Esto sin mencionar al sujeto que usa la pulserita roja contra la envidia desde sus tiernos 19 años y no termina de reconocer que está realmente muy gastada y hace unos 15 años que ya se la debería haber sacado (la juventud es una etapa adorable que hay que aprender a dejar atrás). Otro sujeto es el que lleva puestas ocho pulseritas compradas en la feria hippie de Miramar durante sus veraneos. No tiene una muñeca, tiene un muestrario. No ayuda al seniority que aparece en su LinkedIn.
Según un estudio previo a la pandemia, 3 de cada 4 profesionales encuestados aseguraban desear la libertad de no estar obligados a vestir un traje para ir a la oficina. Solo un 24% prefería trabajar en una empresa con un código de vestimenta formal. La pandemia ha hecho destrozos con la vestimenta de oficina donde la corbata fue relegada para siempre y mucha gente ya no quiere saber nada con ropa que no sea cómoda para poder trabajar desde cualquier lugar.
Además del Covid-19, que reventó los estándares del vestuario e hizo que la ropa formal quedara para un museo, las nuevas generaciones también trajeron otra impronta más relajada. Cuando aparecieron los millennials más descontracturados, los headhunters nos comentaban horrorizados que se presentaban en las reuniones de forma tan informal que no podían creer el estropicio que tenían enfrente.
Lo que parecía una excepción se convirtió en regla y las nuevas generaciones también impusieron una forma de vida y trabajo que incorpora un dress code acorde al estilo de vida que querían vivir.

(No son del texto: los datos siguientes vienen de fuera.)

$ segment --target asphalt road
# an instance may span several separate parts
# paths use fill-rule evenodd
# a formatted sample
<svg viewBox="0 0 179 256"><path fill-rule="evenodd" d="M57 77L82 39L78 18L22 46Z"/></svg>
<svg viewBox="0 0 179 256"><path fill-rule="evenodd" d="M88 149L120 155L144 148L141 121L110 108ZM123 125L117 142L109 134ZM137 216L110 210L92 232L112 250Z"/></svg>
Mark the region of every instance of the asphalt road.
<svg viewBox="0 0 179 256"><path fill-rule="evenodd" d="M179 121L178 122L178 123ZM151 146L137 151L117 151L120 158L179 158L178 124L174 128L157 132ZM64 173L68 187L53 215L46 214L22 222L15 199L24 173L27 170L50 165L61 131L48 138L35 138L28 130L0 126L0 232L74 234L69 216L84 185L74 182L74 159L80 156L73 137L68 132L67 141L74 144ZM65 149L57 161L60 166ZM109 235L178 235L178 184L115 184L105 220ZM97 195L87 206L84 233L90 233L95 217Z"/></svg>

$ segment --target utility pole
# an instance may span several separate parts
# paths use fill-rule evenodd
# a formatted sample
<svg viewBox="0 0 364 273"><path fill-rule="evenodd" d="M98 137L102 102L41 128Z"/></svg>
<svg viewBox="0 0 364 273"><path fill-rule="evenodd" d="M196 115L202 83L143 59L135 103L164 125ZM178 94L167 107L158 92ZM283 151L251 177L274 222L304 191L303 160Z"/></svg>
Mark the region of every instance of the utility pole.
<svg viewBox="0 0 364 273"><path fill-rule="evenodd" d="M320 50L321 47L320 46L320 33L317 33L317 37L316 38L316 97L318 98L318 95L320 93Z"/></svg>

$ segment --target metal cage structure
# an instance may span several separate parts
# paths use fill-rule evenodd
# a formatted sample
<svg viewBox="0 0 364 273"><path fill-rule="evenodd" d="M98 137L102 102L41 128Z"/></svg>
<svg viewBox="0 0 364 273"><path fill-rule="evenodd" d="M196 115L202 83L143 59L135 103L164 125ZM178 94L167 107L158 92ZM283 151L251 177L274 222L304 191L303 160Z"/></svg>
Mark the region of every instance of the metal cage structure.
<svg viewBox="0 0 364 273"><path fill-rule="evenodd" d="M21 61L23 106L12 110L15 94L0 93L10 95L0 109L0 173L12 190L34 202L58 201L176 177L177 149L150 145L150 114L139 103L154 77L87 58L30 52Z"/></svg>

Es que, en definitiva, la vestimenta no está ajena al contexto en el que vivimos y las idas y vueltas de lo que le sucede al mundo. El encierro atroz de la pandemia hizo que la ropa pasara a un segundo plano; las nuevas generaciones en el trabajo descontracturaron el acartonamiento anterior; las oficinas más modernas, funcionales y lúdicas fueron la antítesis del traje; y la flexibilidad que el mundo del trabajo está requiriendo incorporó un relajamiento en lo que uno lleva puesto.
Mensajes claros
A todo el mundo le gusta la comodidad. El asunto es si esa comodidad se condice con nuestras posiciones y mensajes. Puede gustarnos o no, pero el exterior susurra algo sobre el interior. Las formas del lenguaje y estéticas significan y expresan algo de nuestro aspecto y validan o no parte de nuestras habilidades. Desmerecer el exterior puede ser divertido o disruptivo, pero atender a nuestro aspecto sigue siendo relevante en las escenas sociales. Somos seres que comunicamos también con nuestro aspecto. Se puede no tener corbata y estar vestido de una forma fina y elegante. Acá el asunto no es volver al traje.
Por ejemplo, es importante saber que si no anda el aire acondicionado y tengo 35 kilos de más, cuando sudo con el horrendo calor porteño mi camisa comienza a mojarse y doy una sensación de descuido personal inapelable. Una camisa de repuesto en la oficina, es bienvenida.
Suele ser muy difícil inculcarle el valor del cuidado físico o de su aspecto exterior a quien no lo trae incorporado. La vida empresarial no deja de ser una teatralización de funciones, jerarquías y cargos. Hay esferas más cercanas y más lejanas a la toma de decisiones que deben ser respetadas. Jugar a que eso no existe, suele terminar mal. En la horizontalización berreta que muchas veces se ensaya, también suele diluirse el aspecto exterior. Dicho esto, hay que tener cuidado, porque no todo es moda. Es cierto el refrán que dice que “aunque la mona se vista de seda, mona queda”. Muchas veces, la ropa tiene más skills que el que la porta.